Thus, the unit information precision can be viewed as a convex combination of the unit information precision from each group, where the weights are determined by the relative sample sizes. The insight here is that the groupings only affect the testing of a level 1 effect through a change in the contribution of each group to the precision of the estimate of the level 1 effect.

The effective sample size presented here is a special case of counting the effective number of observations in a random-intercepts model (Jones, 2011). The number of effective samples is counted by computing the sum of the elements of the inverse correlation matrix for each group, which is related to the group precision matrix. In the particular case of compound symmetry, the number of effective observations (ne) in group j is defined as

$$ n{e}_j=\frac{n_j}{1+\left({n}_j-1\right)\mathrm{ICC}} $$

(5)

and the total number of effective observations, N_icc, is given as the sum of the ne_j. When the group sizes are all the same, this results in the definition of the effective sample size being the same as that described at the beginning of this section.

The effective number of observations in multilevel models with more than two levels, random slopes, or nonnested groupings can be calculated by using a general approach (Jones, 2011). Specifically, one computes the MLE for Σ, converts it to a correlation matrix, inverts the correlation matrix, and sums the elements of the resulting matrix. This effective sample size could then be used analogously for computation of the BICs for a variety of models (Jones, 2011), but demonstration of these topics is beyond the scope of the present study.

Using the number of level 2 groups (J) can be motivated by the case in which the ICC is near 1. Then each group has approximately one effective observation, and N_icc is approximately J. Similarly, when the ICC is near 0, then N_icc is approximately N_tot. When the number of samples in each group is large relative to 1/ICC (e.g., when the ICC is bounded away from 0 and group sizes are large), then the effective number of observations in each group is approximately 1/ICC, so that N_icc is approximately J/ICC. Using the number of level 2 groups (J) can also be theoretically justified when testing random effects and not fixed effects (Dellatre et al., 2014), although this case is not considered here.

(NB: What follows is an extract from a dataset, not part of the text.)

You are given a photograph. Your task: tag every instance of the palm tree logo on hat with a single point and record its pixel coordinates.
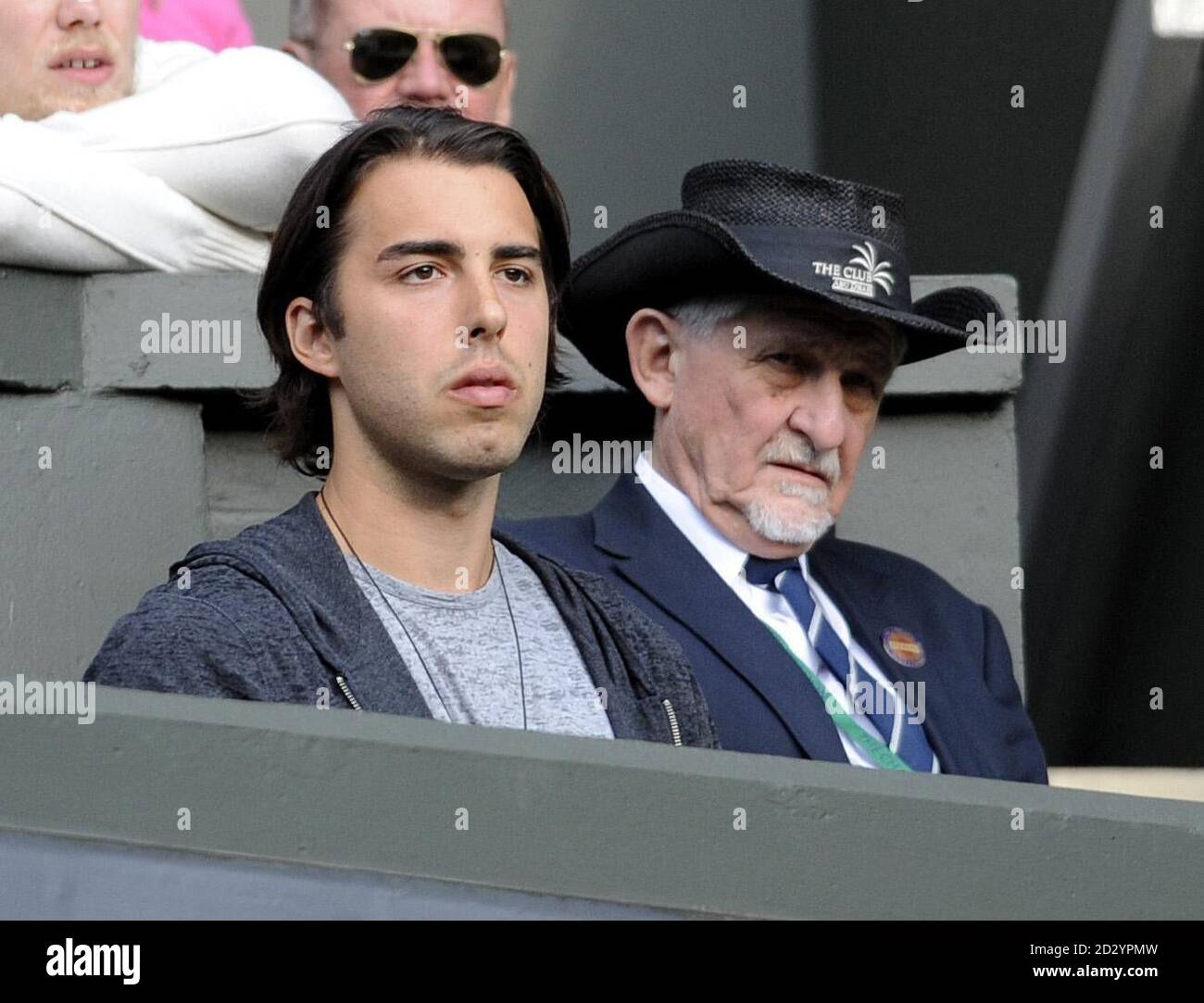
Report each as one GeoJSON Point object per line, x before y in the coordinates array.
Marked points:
{"type": "Point", "coordinates": [879, 271]}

Research questions and hypotheses

The present study examines the following research questions and offers the following hypotheses:

Research Question 1

What is the likelihood of choosing the correct null model when assessing a fixed effect in a multilevel model with three different values of sample size for computation of the BIC—level 1 sample size, effective sample size, and level 2 sample size—while varying the number of groups, group size, and ICC? This research question is related to the Type I error rate of hypothesis tests and is also explored through a Bayesian model selection rule.

Hypothesis

As the number of groups and the group size increases, the false positive rate will decrease (Raftery, 1995). As the ICC decreases, the effective information in the data will increase, resulting in lower false positive rates. Since the level 1 sample size will be larger than the effective sample size or the level 2 sample size, the rate of false positives will be lowest for level 1 sample size, then for effective sample size, and highest for level 2 sample size.

Research Question 2

What is the likelihood of correctly selecting the model with a nonzero fixed effect in a multilevel model using the same three values of sample size for computation of the BIC under the same varying conditions? This research question is related to the power of hypothesis tests and is similarly investigated using a Bayesian hypothesis selection rule.

Hypothesis

As the number of groups and the group size increases, power will increase. As the ICC decreases, the effective information in the data will increase, resulting in higher power. Since the BIC implicitly makes it harder to find an effect as the sample size increases, the computation using level 2 sample size will show the highest power, followed by effective sample size, followed in turn by level 1 sample size.

Method

A simulation study was conducted to answer the research questions. For each simulated dataset, the following four multilevel models were estimated:

$$ {Y}_{ij}={B}_0+{u}_j+{e}_{ij}, $$

(6)

$$ {Y}_{ij}={B}_0+{B}_1{X}_{ij}+{u}_j+{e}_{ij}, $$

(7)

$$ {Y}_{ij}={B}_0+{B}_2{Z}_j+{u}_j+{e}_{ij}, $$

(8)

$$ {Y}_{ij}={B}_0+{B}_1{X}_{ij}+{B}_2{\mathrm{Z}}_j+{u}_j+{e}_{ij}, $$

(9)

where Y_ij is the outcome for individual i within group j, B₀ is the intercept, B₁ is the slope coefficient for the individual-level predictor variable X_ij, and B₂ is the slope for the group-level predictor Z_j. The u_j term is the random effect for clusters and is normally distributed with mean of zero and variance of τ², and e_ij is the random error term, which is also normally distributed with mean of zero and variance of σ². The independent variables, X and Z, were generated as independent standard normal random variables.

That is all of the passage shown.